Alice se calou ao ouvir e Lawrence percebeu que havia elevado um pouco a voz, de modo que tratou de se recompor.
— Meus pais faleceram quando eu tinha mais ou menos a sua idade. O intervalo da morte entre eles não foi muito longo e por causas diferentes. A partida do meu pai não me afetou tanto, mas a da minha mãe...perder alguém que amamos de uma forma repentina é doloroso mas ver alguém que amamos partindo aos poucos é dilacerante. A verdade, Alice, é que eu entendo o que está passando embora a sua dor e a minha dor não sejam iguais. E, assim como você, eu precisei aprender a administrar tudo o que meus pais deixaram. Foi difícil e, na verdade, continua sendo, abdiquei de muitas coisas, mas era algo que eu tinha de fazer. E você terá de fazer ao longo do tempo. Mas em um ponto, você está melhor do que eu nessa situação.
Alice encarou o jovem empresário, consternada.
— A sorte de ter alguém disposto a te amparar e ajudar a lidar com a dor da perda daqueles que mais amava e o peso de todas as responsabilidades vindas por conta disso. – ele a encarou. – Alice, eu não sei o motivo dos seus pais colocarem no testamento para que eu fosse o seu tutor mas por essa confiança que me deram, eu quero te ajudar.
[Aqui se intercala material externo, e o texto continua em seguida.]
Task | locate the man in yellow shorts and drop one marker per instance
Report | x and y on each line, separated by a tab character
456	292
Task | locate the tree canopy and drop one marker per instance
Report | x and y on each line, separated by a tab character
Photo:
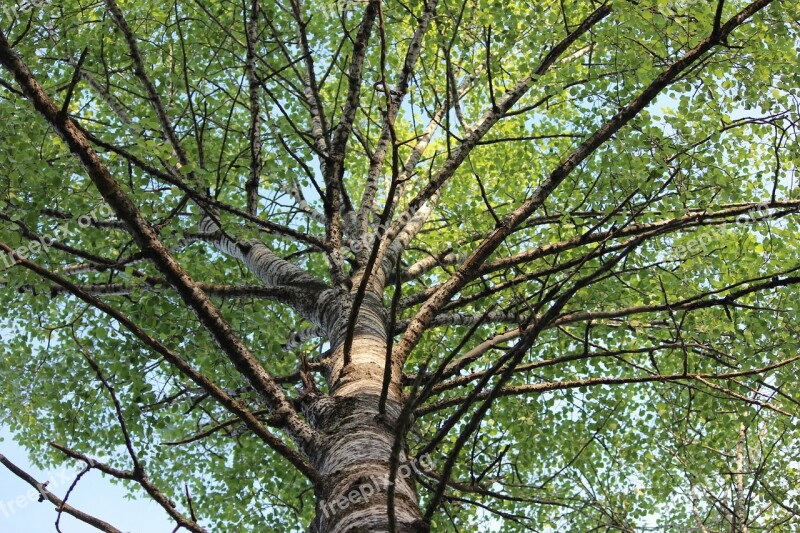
374	265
A garota nada disse durante m tempo e Lawrence respeitou o silêncio.
— Sinto muito a falta deles...– a voz dela saiu fraca. – Essa dor...quando ela vai passar?
— Gostaria de dizer quando, mas a verdade é que esse é um tipo de dor que nunca vai embora. Sempre sentirá dor e saudade pela partida de seus pais, assim como eu sinto dos meus. Mas com o tempo, ela fica suportável e seguimos em frente.
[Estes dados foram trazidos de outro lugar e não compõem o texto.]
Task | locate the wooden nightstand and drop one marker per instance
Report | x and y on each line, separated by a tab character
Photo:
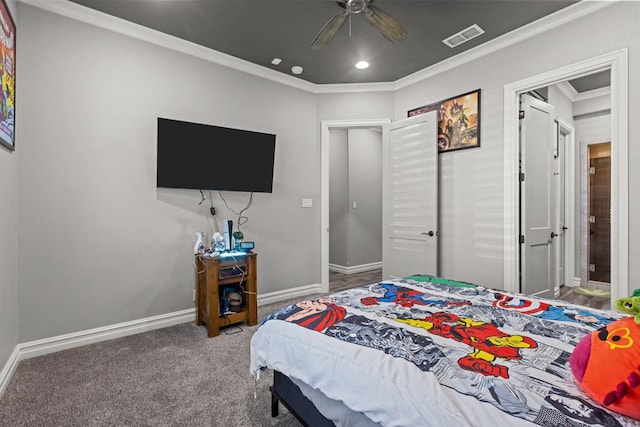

No fundo, Alice sabia disso. Mas ouvir fazia doer ainda mais. E todo o choro que estava preso em sua garganta saiu de uma vez, entristecendo o pequeno Charmander. Lawrence tocou de leve a cabeça dela e, em um impulso, Alice o abraçou, afundando o rosto em seu peito e Lawrence a abraçou com cuidado. Gostaria de ter tido alguém que o amparasse naquela época, mas não era capaz de mudar o passado. Então que, pelo menos, pudesse amparar e cuidar daquela menina.
— Eu ficarei do seu lado e nunca vou deixá-la sozinha.